Because we can’t have horny people in this story – or Jesus will weep – instead the author has made the heroine Grace King resemble more like a girl-child than anything else. Grace is a pet-sitter, maybe because she is an Amish and hence, as a blessed one, God showers her with money every morning when she wakes up so that she can spend the rest of her life being all precious and starry-eyed instead of becoming jaded from having to work ten hours a day like everyone else. When the story opens, she pouts because she is bored – she has to babysit a dachshund who doesn’t immediately adore her (clearly that thing is a heathen) and no one is available to join her for conversations during the long evenings. And then she loses the dog and bursts into tears as she wanders in the woods looking for that thing.
Fortunately, she is saved from being raped by demon-possessed trees when she stumbles upon John Michael Miller, a fireman who also has a telephone and television at his home. She bursts into tears again in relief. He once courted her sister Beth, but they broke it off as the chemistry wasn’t there. John Michael now realizes that it is always about the then-sixteen year old Grace – she is the one who turns the pages of his bible and make him yearn to part the Red Sea. But for some reason these two take forever to hesitate, dither, and sigh before they decide to get married – maybe because Grace is too busy talking aloud everything that crosses her mind to dogs and other precious things, John Michael is too busy acting like a broody fireman minus the rampant randiness, and the author really needs to pad the pages to a certain number before submitting the whole thing to her editor.

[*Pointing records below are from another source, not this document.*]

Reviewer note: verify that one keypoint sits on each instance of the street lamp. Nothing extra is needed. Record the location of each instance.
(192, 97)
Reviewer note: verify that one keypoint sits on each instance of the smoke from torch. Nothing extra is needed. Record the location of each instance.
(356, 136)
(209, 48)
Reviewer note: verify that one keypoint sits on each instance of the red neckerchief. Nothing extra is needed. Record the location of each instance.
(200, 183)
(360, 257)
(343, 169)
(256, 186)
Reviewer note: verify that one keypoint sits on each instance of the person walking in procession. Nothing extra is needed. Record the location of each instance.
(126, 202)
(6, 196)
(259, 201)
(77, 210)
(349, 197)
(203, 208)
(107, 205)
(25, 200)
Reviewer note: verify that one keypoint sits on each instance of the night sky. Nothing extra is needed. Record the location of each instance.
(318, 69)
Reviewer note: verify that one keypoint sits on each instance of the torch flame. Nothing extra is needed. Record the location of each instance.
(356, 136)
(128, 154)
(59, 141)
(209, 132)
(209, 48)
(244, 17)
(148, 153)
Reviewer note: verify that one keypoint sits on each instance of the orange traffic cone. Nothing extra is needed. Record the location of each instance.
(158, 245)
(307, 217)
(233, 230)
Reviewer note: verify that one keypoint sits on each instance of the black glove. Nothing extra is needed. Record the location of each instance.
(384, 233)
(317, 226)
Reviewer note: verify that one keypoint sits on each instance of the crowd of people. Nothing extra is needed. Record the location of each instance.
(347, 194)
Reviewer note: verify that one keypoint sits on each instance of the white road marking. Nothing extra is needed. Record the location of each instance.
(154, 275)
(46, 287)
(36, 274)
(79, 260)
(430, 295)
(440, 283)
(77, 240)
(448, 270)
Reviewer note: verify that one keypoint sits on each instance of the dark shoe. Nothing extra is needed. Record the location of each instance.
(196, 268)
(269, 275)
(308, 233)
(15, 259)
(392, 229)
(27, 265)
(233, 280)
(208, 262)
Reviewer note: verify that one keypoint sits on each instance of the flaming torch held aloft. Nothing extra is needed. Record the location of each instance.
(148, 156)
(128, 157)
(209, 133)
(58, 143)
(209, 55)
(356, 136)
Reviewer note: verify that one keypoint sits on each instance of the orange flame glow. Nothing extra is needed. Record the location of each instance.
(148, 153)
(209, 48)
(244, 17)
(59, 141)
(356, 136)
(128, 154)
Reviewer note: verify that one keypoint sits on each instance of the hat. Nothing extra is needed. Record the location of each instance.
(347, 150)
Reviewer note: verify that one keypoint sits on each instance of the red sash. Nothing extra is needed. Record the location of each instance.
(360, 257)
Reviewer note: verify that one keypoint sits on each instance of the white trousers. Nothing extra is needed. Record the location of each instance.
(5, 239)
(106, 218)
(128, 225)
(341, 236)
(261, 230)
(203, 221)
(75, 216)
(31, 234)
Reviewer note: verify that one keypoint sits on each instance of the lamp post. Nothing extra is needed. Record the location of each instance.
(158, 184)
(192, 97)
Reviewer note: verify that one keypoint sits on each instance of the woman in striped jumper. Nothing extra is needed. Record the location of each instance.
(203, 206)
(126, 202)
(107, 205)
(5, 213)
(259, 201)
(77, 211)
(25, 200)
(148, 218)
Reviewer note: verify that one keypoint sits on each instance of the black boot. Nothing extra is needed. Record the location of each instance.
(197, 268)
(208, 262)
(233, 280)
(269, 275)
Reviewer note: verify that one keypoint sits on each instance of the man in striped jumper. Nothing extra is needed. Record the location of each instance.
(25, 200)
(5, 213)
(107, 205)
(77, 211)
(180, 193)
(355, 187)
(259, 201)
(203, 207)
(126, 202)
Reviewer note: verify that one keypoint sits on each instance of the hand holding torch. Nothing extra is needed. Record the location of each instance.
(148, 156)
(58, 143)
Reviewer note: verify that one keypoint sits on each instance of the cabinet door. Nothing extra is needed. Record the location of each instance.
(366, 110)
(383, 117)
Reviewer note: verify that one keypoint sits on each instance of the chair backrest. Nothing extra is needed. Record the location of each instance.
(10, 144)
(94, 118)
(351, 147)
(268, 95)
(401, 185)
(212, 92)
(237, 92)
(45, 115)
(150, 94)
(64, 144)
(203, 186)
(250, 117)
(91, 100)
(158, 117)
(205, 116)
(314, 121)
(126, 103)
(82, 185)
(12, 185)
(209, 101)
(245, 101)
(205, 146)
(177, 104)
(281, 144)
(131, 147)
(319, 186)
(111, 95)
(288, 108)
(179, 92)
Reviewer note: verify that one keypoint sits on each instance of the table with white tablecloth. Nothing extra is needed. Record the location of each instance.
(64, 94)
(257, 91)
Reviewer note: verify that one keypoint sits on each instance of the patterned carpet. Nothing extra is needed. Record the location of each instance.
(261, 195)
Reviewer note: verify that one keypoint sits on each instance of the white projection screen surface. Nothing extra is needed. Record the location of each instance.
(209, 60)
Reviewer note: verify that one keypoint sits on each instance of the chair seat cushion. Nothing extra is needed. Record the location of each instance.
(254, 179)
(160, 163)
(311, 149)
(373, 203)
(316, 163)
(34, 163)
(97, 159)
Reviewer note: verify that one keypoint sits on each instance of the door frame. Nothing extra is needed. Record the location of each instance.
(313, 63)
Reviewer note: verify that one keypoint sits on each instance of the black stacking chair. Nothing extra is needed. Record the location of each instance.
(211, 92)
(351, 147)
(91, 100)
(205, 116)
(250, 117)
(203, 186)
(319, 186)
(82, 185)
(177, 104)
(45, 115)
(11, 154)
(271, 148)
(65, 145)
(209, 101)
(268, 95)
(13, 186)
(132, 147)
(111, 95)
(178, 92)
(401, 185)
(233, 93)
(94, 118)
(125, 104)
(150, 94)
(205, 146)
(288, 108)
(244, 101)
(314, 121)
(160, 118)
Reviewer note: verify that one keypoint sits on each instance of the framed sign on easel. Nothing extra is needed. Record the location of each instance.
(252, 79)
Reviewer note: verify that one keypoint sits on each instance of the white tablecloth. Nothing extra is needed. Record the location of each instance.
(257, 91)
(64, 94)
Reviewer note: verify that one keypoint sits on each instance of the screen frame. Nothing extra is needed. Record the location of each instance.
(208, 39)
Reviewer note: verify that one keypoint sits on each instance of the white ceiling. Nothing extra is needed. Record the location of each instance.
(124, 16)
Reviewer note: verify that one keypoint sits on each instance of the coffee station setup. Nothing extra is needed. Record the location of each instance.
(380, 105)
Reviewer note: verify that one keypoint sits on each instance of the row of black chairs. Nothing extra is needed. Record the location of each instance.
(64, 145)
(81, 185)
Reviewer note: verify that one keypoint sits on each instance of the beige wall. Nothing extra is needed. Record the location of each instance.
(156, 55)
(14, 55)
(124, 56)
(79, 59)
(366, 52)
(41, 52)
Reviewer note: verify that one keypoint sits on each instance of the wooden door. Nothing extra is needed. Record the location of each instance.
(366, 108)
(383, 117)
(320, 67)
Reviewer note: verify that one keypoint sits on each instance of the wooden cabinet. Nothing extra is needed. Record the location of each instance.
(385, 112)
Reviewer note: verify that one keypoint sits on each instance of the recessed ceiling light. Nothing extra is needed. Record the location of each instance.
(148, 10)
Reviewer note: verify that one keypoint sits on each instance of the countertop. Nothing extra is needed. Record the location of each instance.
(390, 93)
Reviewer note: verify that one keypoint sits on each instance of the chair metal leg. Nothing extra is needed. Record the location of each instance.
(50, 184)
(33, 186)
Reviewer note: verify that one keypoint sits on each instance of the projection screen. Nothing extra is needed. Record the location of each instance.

His Promise is actually a pretty nice read around this time of the year, when the post-holiday blues are setting in. The whole thing is generally conflict-free, tension-free, and drama-free, and the two main characters will not do anything to raise the heart beat even a little. It’s perfect thing for both the eleven-year old kid and the old coot in the hospital recuperating from her second heart attack. Everything ends on a high note, in a place where the buggies could have been pulled by crucifix-branded My Little Ponies. However, the child-like demeanor of the heroine and the circular “We’re too virtuous to have naughty thoughts!” antics of her and John Michael soon make me yearn for something more interesting to liven things up a little.